Handling Missing Values

Once again, part of project work at IIITB, we were tasked to find out best startup to invest. Not going into details of project, instead I would like to pickup a specific problem where we were supposed to handle missing values.

Only fundingamount feature is required for our analysis.

No of Observations: 114949 with 19990 missing values or NAs.


Summary statistics: summary(missingValues$fundingamount)

Min.   1st Qu.    Median      Mean   3rd Qu.      Max.      NA's 
0.000e+00 3.225e+05 1.681e+06 1.043e+07 7.000e+06 2.127e+10     19990

To look at missing data across all features and observations, “mice” package may be used.

Multi feature missing observations:



It is cross tab between features and number of observations missing.
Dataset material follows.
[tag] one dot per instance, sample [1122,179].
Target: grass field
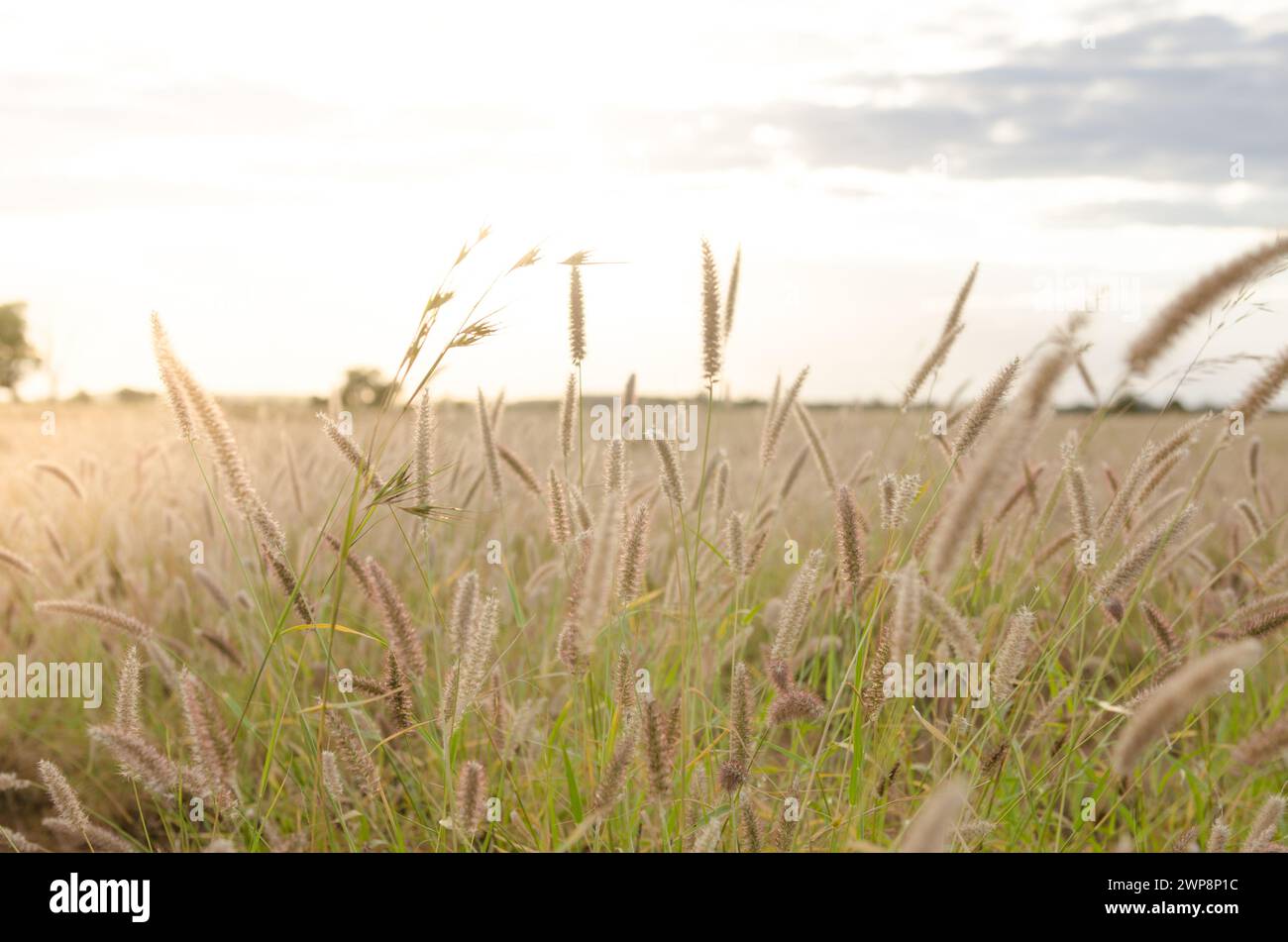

From above result

  • fundingamount is present in 94959 (value 1) and missing in 19990 (value 0)
  • fundingtype is present in all observations.

Edge columns (row number 3 and column V3) are best understand using binary math.

  • fundingtype it has 1 for both 94959 and 19990. Adding 1 to 1 in binary gives 10 take 0.
  • Thus missing values for fundingtype is 0 implies there are no missing values.
  • Similar is computation is done across rows
    • 94959 observations have values both for fundingtype and fundingamount (thus missing (0))

Visually interpreting missing data:

aggr_plot <- aggr(
  missingValues, col=c(“navyblue”,’red’),
  numbers = T, sortVars = T,
  labels = names(missingValues),
  cex.axis = 7, gap = 3,
  ylab = c(“History of missing data”, “Pattern”)


 Variables sorted by number of missings: 
      Variable     Count
 fundingamount 0.1739032
   fundingtype 0.0000000

Graphical Result:


As there 17% missing values in funding amount of total 114 K rows, ignoring NA rows is not an optimal solution. Instead requirement is to impute values in place of NA. Now challenge is what values it impute.

As feature is a ratio variable options for imputing include:

  • Use 0
  • Use Mean  , Median
  • Compute mean, after outlier clippings
  • Compute mean, after Boxplot and find outliers and clip
  • Feature transformation
  • Using MICE / PCA (Considering only 2 features these will not be done)

Computing base mean and density distribution:

Let us compute base mean after removing NA values. This base mean is impacted by outliers on either sides.

  • plot(density(filter(missingValues,!is.na(fundingamount))$fundingamount),col = “red”,main=”Dist. Rasied Amount”)

Notice red line that is parallel to Y axis. It is a extreme right skewed distribution, where there are few fundingamounts equal to 2 billion but almost most of them are near to 0. Also above summary output reinforces that Min value = 0, Max Value = 2 Billion dollars.


  • boxplot(filter(missingValues,!is.na(fundingamount))$fundingamount,main=”Dist. Rasied Amount”)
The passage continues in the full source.